Apart from an impressively absurdist penultimate number called "Gimme Some Salt," which makes the title a repeated bit of litany, there's nothing too bold or outrageous about this production. It sounds prototypically "indie": thinly produced, afraid of overly dramatic gestures, always trying to make more out of less. Yet like their spiritual predecessors the Arcade Fire, Clap Your Hands Say Yeah have been anointed as not just a juggernaut of powerfully emotional music which stands defiant in the face of death and despair, but as an indisputable juggernaut at that. Check out the comment of one Bryce on metacritic, who declares that "If you can't enjoy this you can't enjoy music." I'm blaming this, as with so many other things, on the (thorougly lovable) indie agenda-setters of pitchforkmedia.com, who in their absurdly overheated review of The Arcade Fire's Funeral declared, manifesto-like:

Upon the turn of the 21st century, we have come to know our isolation well. Our self-imposed solitude renders us politically and spiritually inert, but rather than take steps to heal our emotional and existential wounds, we have chosen to revel in them. We consume the affected martyrdom of our purported idols and spit it back in mocking defiance. We forget that "emo" was once derived from emotion, and that in our buying and selling of personal pain, or the cynical approximation of it, we feel nothing....So long as we're unable or unwilling to fully recognize the healing aspect of embracing honest emotion in popular music, we will always approach the sincerity of an album like Funeral from a clinical distance.
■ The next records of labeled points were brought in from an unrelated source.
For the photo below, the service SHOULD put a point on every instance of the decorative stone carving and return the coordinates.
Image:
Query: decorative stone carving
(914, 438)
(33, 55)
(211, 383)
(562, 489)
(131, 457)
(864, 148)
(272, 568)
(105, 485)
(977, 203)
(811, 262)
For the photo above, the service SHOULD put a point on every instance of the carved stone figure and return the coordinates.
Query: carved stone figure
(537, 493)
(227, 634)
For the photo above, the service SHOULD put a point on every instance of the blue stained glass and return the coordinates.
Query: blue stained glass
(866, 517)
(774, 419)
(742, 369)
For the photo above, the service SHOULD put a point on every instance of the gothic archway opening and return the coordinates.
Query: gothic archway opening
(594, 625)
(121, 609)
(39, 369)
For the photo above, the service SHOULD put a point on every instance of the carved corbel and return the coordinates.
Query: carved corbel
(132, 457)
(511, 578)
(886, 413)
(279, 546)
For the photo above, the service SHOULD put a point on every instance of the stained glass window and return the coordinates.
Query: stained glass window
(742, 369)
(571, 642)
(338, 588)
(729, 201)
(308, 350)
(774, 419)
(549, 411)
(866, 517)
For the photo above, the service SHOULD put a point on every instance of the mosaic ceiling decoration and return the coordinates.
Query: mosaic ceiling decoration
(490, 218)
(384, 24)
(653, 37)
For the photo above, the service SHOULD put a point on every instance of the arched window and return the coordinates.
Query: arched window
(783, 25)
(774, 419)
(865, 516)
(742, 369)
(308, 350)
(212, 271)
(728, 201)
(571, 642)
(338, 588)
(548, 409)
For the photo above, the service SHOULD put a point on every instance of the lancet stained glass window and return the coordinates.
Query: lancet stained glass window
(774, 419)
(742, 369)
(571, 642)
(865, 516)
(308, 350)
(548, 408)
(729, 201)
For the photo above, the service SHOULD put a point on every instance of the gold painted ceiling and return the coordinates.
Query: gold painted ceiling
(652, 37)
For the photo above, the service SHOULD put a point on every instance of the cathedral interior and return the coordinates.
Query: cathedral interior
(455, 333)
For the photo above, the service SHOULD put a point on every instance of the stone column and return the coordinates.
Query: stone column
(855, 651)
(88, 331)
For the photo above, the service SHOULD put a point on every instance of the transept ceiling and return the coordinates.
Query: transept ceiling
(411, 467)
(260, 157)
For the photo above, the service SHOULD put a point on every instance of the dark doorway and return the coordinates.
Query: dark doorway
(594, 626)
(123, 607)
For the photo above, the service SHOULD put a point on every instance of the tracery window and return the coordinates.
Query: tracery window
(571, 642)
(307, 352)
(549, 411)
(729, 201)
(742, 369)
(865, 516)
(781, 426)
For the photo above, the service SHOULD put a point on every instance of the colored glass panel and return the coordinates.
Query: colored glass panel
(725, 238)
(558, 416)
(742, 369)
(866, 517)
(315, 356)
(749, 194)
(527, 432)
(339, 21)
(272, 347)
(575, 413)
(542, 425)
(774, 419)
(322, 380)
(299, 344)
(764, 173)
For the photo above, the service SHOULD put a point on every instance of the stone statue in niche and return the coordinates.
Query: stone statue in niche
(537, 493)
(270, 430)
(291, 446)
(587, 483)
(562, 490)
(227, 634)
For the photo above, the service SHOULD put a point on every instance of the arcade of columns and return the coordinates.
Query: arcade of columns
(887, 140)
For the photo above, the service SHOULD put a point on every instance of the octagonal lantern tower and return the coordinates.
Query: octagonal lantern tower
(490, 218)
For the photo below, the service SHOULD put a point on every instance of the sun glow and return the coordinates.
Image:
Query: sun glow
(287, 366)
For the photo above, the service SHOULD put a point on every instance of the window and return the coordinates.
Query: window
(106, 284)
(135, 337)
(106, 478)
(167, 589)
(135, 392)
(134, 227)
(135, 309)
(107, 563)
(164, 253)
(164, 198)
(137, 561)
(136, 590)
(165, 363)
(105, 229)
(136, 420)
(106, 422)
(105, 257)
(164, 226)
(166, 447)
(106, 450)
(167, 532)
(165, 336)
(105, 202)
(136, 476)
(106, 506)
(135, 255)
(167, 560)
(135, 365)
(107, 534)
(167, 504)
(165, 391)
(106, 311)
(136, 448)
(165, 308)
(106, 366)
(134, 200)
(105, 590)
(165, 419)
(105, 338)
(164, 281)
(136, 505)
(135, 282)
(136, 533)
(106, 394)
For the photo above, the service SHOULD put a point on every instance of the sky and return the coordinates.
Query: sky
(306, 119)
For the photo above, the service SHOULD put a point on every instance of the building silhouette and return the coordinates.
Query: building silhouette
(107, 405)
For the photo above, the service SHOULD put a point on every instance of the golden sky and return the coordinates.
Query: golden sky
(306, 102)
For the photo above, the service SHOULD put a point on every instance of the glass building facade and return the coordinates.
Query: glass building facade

The implication is clear: not liking the Arcade Fire isn't just a matter of musical taste, it's a statement of cynicism. Spencer's provided a nice reductio ad absurdum of this position: "if you don't like this music, you're just cynical. And that's ridiculous: it's a version of rock history which blames Pavement for causing everyone to be disaffected slackers. It's a dull, self-righteous stance: some of us didn't go apeshit for the Arcade Fire because their outsized emotions currently outpace their melodic skills, not because we hate love and life and passion. Until indie rock gets over itself and starts prioritizing musical quality over generic emotion again, I'll devote more time than I probably should to exacting formalist pop song craftsmanship.